Since Fred and Connie's retirement from the stage in 1997, the family tradition of spectacular illusions has been continued by their son, Andrew Van Buren.

Fred Van Buren was 91 when he passed away on 6 March this year, Connie having predeceased him in 2020. 





 

Tuesday, 27 February 2024

Philip Astley Centre opens in Newcastle-under-Lyme to celebrate the Father of the Circus.


More than 250 years ago, Philip Astley invented the circus as we know it today. Two and a half centuries later, on 9 March, a Philip Astley Centre opened in his hometown of Newcastle-under-Lyme to celebrate his legacy as the original greatest showman.

Giving new life to a formerly derelict shop, the Staffordshire visitor centre will host exhibitions, talks and circus workshops.

Astley was born in the town in 1742 and fought in the Seven Years War before using his equestrian skill to establish the first circus ring, in London in 1768.

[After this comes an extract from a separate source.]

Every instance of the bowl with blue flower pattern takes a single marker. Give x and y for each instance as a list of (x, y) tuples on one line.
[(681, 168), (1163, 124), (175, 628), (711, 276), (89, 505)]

The 42-ft diameter circle in which he performed tricks on horseback became the standard size of a circus ring throughout the world to this day. He also added acrobats, strongmen, clowns and novelty acts to his equestrian displays to create the variety show nature of a traditional circus show.

The Philip Astley Centre is the brainchild of magician Andrew Van Buren, who described it as "a necessary and long awaited addition to the town infrastructure, providing a chance for visitors to learn about and experience the Astley legacy through access to exhibitions, archives, and related physical skills."

For more information, visit www.philipastley.org.uk






 

Sunday, 18 February 2024

Cirque du Soleil breaks world records in London


Setting world records has long been a way for circuses to gain publicity, whether it was the Chinese State Circus balancing the most performers on a bike or the Circus of Horrors suspending the most people over the Thames in a 'human mobile'.

Cirque du Soleil took time out from its current run at the Royal Albert Hall to clock up two new entries into Guinness World of Records.

The UK's Lucie Colebeck, above left, set a new record for 36 back handsprings on a trampoline in 30 seconds.

In the show, she normally does five in a row. Doing so many continuously "felt like flying," she said.

Mongolia's Oyun-Erdene Senge beat her previous record of 21 with 24 contortion roll push-ups in 30 seconds.

What's a contortion roll push-up? First you get yourself into the position in the picture, above right, then you do push-ups!

Easy, right? Well, it is for Senge who said, "I've been doing these push-ups since I was six-years-old. It's part of my daily life."

Cirque du Soleil's show Algeria is at the Royal Albert Hall until 3 March.